The research was supported by the Intramural Research Programs of the National Institute of Allergy and Infectious Diseases and National Cancer Institute, National Institutes of Health, and by the Cancer Moonshot program for the Center for Cell-Based Therapy at the National Cancer Institute, National Institutes of Health. The work was also supported by the Milstein Family Foundation. This work used the computational resources of the National Institutes of Health High Performing Computation Biowulf cluster (http://hpc.nih.gov).
The authors declare no competing financial interests.

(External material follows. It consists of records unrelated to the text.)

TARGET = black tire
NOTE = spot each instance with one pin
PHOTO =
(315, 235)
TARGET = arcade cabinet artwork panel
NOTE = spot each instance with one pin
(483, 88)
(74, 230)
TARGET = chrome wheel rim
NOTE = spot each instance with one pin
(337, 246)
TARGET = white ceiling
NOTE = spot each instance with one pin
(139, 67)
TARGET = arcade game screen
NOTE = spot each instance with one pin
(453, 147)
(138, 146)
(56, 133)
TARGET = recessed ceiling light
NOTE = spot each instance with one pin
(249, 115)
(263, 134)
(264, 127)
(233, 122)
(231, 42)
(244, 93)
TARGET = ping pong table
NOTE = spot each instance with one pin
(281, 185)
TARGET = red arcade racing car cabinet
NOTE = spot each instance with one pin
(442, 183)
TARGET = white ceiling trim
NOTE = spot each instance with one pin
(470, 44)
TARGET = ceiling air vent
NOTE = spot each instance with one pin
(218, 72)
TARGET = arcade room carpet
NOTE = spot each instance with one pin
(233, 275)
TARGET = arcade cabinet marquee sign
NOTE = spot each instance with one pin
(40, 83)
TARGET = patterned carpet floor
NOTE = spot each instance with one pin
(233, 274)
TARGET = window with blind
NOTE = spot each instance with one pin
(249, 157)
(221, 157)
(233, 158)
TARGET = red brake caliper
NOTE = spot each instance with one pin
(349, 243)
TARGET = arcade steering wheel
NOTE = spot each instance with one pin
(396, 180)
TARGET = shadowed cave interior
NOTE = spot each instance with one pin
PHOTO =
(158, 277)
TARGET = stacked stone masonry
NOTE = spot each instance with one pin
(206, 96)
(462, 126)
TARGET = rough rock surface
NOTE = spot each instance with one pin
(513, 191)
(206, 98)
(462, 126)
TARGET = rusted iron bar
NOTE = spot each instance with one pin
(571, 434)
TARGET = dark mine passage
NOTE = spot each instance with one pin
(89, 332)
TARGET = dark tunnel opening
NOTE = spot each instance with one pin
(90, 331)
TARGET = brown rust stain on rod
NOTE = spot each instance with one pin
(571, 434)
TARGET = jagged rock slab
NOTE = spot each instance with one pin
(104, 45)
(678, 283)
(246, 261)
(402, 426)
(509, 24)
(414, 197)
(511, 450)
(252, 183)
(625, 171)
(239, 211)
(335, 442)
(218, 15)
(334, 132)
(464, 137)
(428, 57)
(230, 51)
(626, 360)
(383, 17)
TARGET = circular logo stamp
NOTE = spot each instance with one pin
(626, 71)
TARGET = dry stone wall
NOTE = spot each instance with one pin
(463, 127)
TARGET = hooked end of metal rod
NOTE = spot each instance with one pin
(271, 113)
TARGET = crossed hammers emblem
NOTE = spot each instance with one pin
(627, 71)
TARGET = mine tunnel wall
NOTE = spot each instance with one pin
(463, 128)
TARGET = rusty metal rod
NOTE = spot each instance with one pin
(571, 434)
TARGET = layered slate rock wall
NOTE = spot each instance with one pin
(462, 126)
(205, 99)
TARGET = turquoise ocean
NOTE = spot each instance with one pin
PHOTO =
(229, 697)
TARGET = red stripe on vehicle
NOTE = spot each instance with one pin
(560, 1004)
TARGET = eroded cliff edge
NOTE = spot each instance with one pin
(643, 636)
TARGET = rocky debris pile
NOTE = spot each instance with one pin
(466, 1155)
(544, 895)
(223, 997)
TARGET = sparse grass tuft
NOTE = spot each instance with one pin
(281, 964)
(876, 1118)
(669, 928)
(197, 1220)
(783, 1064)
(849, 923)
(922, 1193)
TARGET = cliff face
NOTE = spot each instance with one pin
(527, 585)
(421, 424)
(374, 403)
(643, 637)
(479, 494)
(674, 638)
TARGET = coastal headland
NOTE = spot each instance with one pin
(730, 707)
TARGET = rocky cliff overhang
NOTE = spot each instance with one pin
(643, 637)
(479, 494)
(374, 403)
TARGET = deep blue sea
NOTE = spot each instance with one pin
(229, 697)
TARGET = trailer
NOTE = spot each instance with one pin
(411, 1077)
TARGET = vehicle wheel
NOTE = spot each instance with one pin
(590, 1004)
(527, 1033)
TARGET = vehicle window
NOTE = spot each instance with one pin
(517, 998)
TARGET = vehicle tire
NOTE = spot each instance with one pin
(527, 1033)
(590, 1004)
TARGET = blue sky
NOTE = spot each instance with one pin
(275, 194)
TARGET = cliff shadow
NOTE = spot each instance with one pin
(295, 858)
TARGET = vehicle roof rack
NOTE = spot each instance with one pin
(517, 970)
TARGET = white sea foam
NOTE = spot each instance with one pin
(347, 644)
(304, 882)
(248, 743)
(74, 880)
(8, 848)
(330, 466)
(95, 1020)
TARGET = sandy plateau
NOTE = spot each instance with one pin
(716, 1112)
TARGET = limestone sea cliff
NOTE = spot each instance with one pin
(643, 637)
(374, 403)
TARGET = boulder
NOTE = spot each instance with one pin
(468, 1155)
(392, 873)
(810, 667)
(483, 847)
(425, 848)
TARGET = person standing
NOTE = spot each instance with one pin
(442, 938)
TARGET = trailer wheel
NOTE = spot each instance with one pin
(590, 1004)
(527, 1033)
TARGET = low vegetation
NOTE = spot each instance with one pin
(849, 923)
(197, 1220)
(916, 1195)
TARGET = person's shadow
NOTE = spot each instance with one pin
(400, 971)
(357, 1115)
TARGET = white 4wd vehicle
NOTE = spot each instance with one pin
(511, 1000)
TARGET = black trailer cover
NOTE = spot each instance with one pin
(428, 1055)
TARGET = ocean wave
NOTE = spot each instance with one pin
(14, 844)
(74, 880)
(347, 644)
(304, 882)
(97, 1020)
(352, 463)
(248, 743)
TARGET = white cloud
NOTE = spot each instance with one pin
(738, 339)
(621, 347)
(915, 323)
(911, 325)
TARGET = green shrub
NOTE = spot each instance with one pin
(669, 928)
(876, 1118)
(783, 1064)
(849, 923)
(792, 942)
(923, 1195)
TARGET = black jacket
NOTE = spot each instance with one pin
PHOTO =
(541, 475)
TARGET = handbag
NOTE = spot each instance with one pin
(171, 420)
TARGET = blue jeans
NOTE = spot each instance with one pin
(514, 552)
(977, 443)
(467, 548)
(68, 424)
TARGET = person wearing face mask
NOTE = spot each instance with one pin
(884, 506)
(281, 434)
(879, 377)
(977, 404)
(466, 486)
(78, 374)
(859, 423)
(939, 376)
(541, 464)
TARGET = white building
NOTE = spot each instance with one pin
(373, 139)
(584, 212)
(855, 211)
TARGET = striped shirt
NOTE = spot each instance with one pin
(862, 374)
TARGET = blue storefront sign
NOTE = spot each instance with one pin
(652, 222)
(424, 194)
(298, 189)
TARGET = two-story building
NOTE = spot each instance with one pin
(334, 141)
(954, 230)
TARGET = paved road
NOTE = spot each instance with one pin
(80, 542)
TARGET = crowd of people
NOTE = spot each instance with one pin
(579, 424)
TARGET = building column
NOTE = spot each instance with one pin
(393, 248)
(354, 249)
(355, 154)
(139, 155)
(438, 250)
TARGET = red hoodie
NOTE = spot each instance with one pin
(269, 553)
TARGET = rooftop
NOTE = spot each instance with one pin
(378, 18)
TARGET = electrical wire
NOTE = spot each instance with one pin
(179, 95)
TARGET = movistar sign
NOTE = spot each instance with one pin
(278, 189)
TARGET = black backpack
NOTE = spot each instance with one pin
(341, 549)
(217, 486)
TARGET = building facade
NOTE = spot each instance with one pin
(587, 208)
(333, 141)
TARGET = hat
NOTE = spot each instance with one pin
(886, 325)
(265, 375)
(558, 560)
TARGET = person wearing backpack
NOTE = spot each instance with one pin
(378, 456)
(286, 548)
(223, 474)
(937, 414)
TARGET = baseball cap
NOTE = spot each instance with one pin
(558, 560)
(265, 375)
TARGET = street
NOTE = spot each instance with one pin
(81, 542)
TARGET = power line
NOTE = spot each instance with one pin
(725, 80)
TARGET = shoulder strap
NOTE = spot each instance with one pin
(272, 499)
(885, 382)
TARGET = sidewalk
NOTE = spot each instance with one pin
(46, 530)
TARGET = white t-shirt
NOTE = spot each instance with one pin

Author contributions: P.-H. Lee designed and performed experiments, collected and analyzed data, and wrote the paper. T.N. Yamamoto designed and performed experiments, collected and analyzed data, and edited the paper. D. Gurusamy designed and performed experiments, collected and analyzed RNA-seq data, and edited the paper. M. Sukumar designed and performed experiments, collected and analyzed the real-time PCR data, and edited the paper. Z. Yu performed tumor experiments, collected tumor data, and edited the paper. J. Hu-Li designed and performed experiments and managed mouse colonies. T. Kawabe designed and performed experiments and edited the paper. A. Gangaplara designed and performed experiments, collected and analyzed data, and edited the paper. R.J. Kishton designed and performed experiments, collected and analyzed data, and edited the paper. A.N. Henning analyzed the RNA-seq data and edited the paper. S.K. Vodnala analyzed the RNA-seq data and edited the paper. R.N. Germain designed experiments, analyzed data, and edited the paper. W.E. Paul designed experiments and analyzed data. N.P. Restifo designed experiments, analyzed data, and edited the paper.
William E. Paul died on September 18, 2015.